The Pomodoro Technique, which involves 25-minute focus sprints followed by 5-minute breaks, is an excellent way to train your brain to work deeply while avoiding burnout. For larger projects, you can extend these sprints to 50–60 minutes, with longer breaks between sessions.
Key principles include:
- Plan your top 1–3 tasks the night before and assign them to your peak focus windows.
- Use timers or apps to track and maintain your focus blocks.
- Treat these blocks like appointments you cannot miss or reschedule.
Flow: Cultivating Peak Performance States
The ultimate goal of the Focus Funnel is to reach “flow”—a mental state where your mind is fully immersed, time feels suspended, and output quality is significantly higher. While flow cannot be forced, you can create conditions that make it more likely to occur.
Leveraging Routines and Rituals
Pre-work rituals reduce the cognitive load of starting important tasks. Simple routines—like reviewing your goals, clearing your workspace, or doing a short mindfulness exercise—signal your brain that it’s time to enter a focused state. Consistency is key; the more predictable your starting routine, the faster you’ll slip into deep work.

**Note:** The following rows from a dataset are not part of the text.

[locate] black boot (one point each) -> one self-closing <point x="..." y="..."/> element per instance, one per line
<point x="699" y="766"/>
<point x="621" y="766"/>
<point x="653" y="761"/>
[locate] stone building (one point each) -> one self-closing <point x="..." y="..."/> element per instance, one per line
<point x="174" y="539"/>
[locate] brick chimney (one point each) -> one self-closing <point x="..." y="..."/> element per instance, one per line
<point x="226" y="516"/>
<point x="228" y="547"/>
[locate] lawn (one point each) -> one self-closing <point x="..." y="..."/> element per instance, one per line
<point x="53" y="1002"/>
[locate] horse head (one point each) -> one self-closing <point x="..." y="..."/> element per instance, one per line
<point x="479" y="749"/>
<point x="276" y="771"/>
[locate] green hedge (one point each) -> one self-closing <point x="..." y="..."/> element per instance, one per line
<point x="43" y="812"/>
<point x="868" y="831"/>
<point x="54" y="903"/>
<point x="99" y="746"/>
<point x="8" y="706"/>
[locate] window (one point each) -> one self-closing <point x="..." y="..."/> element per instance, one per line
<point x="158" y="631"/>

Mindfulness and Cognitive Restoration
Flow depends on a rested, calm mind. Practices such as mindfulness meditation, breathing exercises, or even short mental breaks improve attention control and emotional regulation. Cognitive restoration—taking deliberate downtime between intense focus sessions—ensures your brain has the energy needed for high-quality work.

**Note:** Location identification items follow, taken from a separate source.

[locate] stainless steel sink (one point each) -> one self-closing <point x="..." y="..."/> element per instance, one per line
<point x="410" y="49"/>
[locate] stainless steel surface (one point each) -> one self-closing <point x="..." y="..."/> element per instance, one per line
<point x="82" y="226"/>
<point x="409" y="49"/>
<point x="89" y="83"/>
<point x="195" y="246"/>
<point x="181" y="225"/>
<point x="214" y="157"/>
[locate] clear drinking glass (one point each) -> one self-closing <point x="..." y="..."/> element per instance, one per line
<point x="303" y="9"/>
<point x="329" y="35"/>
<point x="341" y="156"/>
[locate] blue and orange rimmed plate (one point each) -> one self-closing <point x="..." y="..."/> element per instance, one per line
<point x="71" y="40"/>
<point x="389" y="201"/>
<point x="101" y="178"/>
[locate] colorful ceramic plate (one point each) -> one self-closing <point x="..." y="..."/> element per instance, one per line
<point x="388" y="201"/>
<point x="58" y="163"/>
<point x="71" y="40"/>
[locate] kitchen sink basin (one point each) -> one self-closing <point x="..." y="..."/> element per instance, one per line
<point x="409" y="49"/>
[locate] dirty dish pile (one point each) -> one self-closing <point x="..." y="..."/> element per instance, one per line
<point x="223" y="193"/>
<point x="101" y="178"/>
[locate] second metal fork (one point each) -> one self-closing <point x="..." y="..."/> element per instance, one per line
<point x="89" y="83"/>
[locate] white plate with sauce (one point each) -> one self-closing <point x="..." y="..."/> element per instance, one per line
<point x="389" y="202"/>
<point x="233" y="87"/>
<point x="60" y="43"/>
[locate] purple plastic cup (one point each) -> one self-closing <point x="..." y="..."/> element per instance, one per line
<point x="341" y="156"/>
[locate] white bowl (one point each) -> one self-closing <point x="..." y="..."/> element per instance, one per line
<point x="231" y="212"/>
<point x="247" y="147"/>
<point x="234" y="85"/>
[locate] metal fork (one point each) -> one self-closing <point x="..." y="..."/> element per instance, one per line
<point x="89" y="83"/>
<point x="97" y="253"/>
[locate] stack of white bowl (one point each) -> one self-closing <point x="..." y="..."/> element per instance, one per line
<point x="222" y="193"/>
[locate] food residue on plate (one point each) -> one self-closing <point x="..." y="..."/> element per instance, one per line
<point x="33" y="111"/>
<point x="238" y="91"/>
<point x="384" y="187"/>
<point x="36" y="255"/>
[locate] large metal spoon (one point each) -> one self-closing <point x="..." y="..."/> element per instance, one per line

Regular breaks, adequate sleep, and exercise are non-negotiable components of this layer. Without proper recovery, the Focus Funnel collapses under fatigue and stress, no matter how well-designed it is.
By integrating Filter, Focus, and Flow into your daily workflow, you build a personal system that minimizes distraction, maximizes attention, and allows you to produce your best work consistently.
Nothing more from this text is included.